Почти в то самое время, когда войско выступало на Лобачевку к Берестечку, Дызма должен был день и ночь мчаться в противоположную сторону с письмами короля в Варшаву.
III
С давних пор прислуга и дворня Радзеевского привыкла к пышному приему гостей. Отец его принимал и угощал в Радзеевицах Сигизмунда III, сам подканцлер изумил посольство госпожи де Гебриан роскошью и расточительностью; в Вельске он, как староста ломжинский, принимал, кормил, поил, осыпал подарками Яна Казимира и его двор. Радзеевские держались того мнения, что хлебом и вином всего вернее можно расположить к себе сердца. Ставши подканцлером и насбиравши богатства, принесенного женами, пан Иероним не изменил этому обычаю. В лагере у него тоже было чем кормить, поить и угощать, и денег на это он не жалел. Убедился на опыте, что это гостеприимство окупается.
Теперь же, когда дело шло о борьбе с королем, которую он хотел разжечь, чтобы потом помочь гасить ее, его главной задачей было собирать вокруг себя горячие элементы, крикунов и бунтарей, имевшихся в войске. Его рейтары служили его посредниками и приманкой. С их помощью он привлекал намеченных людей с бойкими языками и желчным темпераментом.
Подканцлер не опасался быть обвиненным в крамоле, так как пирушки и угощения в лагере, сопровождавшиеся вольными речами разгоряченных вином собутыльников, никого не могли удивить. Они были повседневным явлением.
Лишь только где-нибудь принимались хвалить короля, превозносить панов гетманов и сулить великие результаты от этого похода, поднявшего всю землю, под шатром и в гостинице Радзеевского раздавались противоположные голоса. Тут, слушая нашептывания Радзеевского и его приближенных, бранили и хулили все, что оповещалось в лагере и постановлялось в войске.
Суровая, как никогда, дисциплина, на которой настаивал король, в особенности ставилась ему в вину.

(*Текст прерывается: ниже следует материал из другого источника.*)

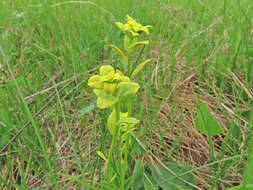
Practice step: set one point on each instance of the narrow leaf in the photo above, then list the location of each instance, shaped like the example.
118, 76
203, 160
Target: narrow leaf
136, 45
206, 123
168, 180
101, 154
138, 175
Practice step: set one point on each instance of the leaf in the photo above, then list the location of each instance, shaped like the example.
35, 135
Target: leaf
111, 121
138, 175
119, 52
135, 45
206, 123
128, 42
168, 181
139, 68
101, 154
127, 90
104, 100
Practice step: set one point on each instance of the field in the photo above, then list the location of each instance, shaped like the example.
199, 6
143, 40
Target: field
201, 66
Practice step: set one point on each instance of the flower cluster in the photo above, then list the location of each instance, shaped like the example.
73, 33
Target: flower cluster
132, 28
112, 87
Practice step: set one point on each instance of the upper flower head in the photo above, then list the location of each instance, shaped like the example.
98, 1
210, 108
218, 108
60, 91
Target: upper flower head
107, 79
133, 28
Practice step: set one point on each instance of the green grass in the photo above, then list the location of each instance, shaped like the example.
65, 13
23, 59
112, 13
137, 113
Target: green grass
201, 51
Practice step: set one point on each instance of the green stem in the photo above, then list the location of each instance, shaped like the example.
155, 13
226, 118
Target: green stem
113, 144
124, 165
211, 148
128, 64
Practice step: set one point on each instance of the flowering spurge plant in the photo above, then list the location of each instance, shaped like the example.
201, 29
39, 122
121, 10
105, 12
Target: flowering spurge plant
115, 91
132, 31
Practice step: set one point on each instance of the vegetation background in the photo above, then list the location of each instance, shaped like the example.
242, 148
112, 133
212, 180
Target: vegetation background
50, 129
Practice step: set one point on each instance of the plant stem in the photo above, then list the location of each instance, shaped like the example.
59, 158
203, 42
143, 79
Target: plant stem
128, 64
113, 144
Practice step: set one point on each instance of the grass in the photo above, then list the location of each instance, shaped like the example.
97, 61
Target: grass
201, 51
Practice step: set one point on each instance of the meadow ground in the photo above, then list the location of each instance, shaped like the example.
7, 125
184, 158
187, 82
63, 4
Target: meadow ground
201, 51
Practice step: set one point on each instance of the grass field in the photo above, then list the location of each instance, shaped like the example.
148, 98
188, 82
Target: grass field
201, 51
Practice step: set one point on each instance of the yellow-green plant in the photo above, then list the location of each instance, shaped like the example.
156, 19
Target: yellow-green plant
115, 91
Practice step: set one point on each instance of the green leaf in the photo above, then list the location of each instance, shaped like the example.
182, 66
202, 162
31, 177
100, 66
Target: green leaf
135, 45
111, 121
169, 181
101, 154
128, 42
127, 90
206, 123
104, 100
139, 68
138, 175
118, 52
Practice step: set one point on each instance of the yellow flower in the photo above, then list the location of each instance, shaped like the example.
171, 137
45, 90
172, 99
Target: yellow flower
107, 80
133, 28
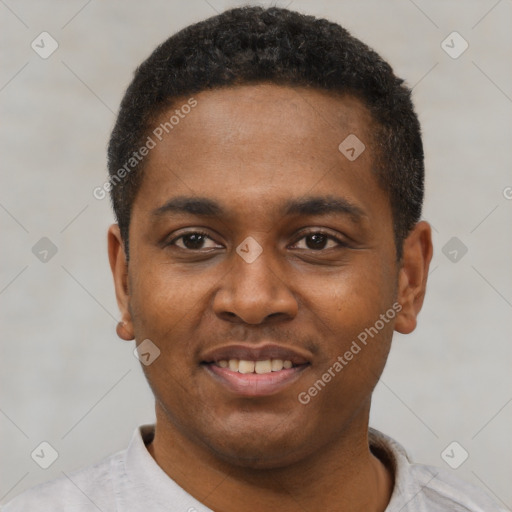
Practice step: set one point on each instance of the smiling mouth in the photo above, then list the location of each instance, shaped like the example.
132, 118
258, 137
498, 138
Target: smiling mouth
259, 367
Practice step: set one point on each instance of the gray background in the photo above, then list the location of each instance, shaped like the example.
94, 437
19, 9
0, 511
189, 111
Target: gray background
68, 380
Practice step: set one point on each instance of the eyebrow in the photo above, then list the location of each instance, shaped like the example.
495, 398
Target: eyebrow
306, 206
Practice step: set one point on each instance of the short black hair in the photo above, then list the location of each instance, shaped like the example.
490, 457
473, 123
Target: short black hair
251, 45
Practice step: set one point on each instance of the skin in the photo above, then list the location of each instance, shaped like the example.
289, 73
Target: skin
250, 149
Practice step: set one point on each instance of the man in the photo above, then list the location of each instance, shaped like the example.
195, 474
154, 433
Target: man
266, 172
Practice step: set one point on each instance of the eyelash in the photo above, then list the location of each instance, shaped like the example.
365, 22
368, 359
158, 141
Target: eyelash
341, 243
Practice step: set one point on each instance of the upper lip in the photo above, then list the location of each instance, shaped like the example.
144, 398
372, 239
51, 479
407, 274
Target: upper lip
256, 353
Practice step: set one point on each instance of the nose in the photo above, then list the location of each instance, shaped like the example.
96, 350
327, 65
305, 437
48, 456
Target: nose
254, 293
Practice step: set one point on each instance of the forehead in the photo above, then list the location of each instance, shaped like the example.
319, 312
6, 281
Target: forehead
251, 146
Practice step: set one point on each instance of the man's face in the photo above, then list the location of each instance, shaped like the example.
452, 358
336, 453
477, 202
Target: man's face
262, 162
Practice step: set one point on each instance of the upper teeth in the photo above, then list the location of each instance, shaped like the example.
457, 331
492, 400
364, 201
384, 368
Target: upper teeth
245, 366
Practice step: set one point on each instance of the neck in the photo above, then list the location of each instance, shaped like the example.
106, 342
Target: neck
342, 476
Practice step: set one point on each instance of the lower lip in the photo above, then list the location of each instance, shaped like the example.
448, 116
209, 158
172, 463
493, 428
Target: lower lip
254, 384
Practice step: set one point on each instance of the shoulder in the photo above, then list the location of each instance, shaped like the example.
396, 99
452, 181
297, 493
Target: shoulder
87, 489
441, 490
419, 487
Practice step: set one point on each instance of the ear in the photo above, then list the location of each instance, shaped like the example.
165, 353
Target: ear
412, 276
119, 267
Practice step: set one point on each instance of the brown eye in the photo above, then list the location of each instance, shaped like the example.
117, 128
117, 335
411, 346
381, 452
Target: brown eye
194, 241
318, 241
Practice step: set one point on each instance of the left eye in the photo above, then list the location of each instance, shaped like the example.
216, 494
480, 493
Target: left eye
318, 241
194, 241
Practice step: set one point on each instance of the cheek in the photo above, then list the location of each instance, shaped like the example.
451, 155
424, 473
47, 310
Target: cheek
167, 303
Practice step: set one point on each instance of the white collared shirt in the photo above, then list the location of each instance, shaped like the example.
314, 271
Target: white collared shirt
132, 481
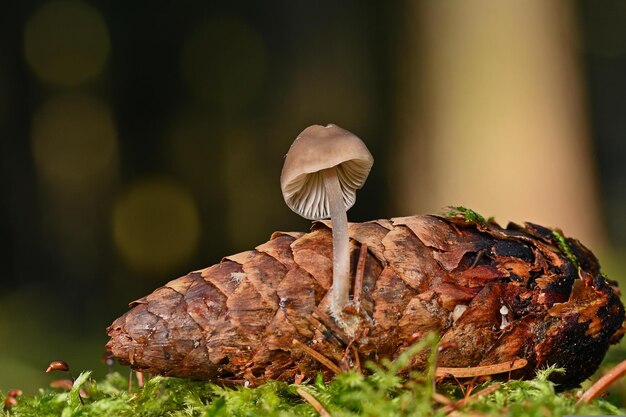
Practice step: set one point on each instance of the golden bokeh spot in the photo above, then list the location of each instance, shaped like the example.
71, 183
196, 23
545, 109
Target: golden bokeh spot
74, 141
156, 226
66, 42
224, 61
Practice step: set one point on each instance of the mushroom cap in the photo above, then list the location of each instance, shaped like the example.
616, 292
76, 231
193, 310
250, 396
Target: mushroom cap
314, 150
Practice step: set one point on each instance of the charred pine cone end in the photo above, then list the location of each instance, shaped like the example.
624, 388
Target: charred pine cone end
493, 294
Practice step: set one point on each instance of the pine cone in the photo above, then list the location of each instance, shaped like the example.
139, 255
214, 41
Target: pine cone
493, 294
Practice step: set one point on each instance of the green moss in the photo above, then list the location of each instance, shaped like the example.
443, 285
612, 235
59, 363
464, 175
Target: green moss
384, 393
469, 215
564, 248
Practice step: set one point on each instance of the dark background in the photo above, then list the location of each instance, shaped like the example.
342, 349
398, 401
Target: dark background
152, 144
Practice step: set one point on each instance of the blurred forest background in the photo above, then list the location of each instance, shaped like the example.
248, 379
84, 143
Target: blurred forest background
142, 140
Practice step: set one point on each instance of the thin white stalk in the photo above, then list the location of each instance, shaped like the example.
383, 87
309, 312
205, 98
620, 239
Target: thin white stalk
341, 249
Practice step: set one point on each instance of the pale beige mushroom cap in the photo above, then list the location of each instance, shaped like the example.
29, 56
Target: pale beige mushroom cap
315, 149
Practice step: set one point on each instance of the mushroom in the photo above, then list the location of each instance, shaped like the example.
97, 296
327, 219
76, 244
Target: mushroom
323, 169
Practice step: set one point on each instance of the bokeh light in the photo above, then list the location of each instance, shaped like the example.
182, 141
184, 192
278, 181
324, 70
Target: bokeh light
224, 62
74, 141
66, 42
156, 226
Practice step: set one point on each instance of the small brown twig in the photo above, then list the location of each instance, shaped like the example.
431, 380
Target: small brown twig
313, 401
140, 379
603, 383
358, 279
489, 390
317, 356
357, 360
475, 371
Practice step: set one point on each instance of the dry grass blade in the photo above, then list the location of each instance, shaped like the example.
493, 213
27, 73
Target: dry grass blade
318, 356
603, 383
314, 403
475, 371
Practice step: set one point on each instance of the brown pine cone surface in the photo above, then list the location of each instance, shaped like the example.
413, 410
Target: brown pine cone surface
493, 295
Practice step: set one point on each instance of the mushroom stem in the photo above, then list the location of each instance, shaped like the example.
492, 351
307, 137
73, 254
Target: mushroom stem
341, 253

Радзеевский слушал эти речи, осторожно подливал масла в огонь, но избегал высказываться откровенно, опасаясь, что о его словах некстати донесут королю. Но у него были надежные заместители.
В отряде его рейтаров, в числе ротмистров были двое опытных смутьянов: Казимирский и Прошка; из других полков к нему собирались войсковые ораторы и крикуны.
О Казимирском можно было сказать: «горбатого могила исправит»; все ему подобные, сколько их ни было, на съездах, сеймах и сеймиках всегда стояли против короля, за золотую вольность. Пан Ян, служивший ротмистром у Радзеевского, отличался бойкой речью, унаследованной от отцов и дедов, и действовавшей на слушателей пышными и яркими выражениями, громким голосом, оживленной жестикуляцией, и был известен своей ненавистью ко всему, что стремилось возвыситься над шляхетским равенством.
От этих громких выкриков и вина, которое он пил, чтоб горло не пересыхало, лицо у него всегда было багровое, иногда почти синее, украшенное огромными, завернутыми за ухо усами. Темперамент и привычки Казимирского делали его вечным оппонентом. Всякий разговор он начинал с отрицания: «нет!»
Мысль его всегда искала в чужих словах чего-нибудь подозрительного. Если даже он не мог найти ничего, то поджидал, нельзя ли будет к чему-нибудь придраться.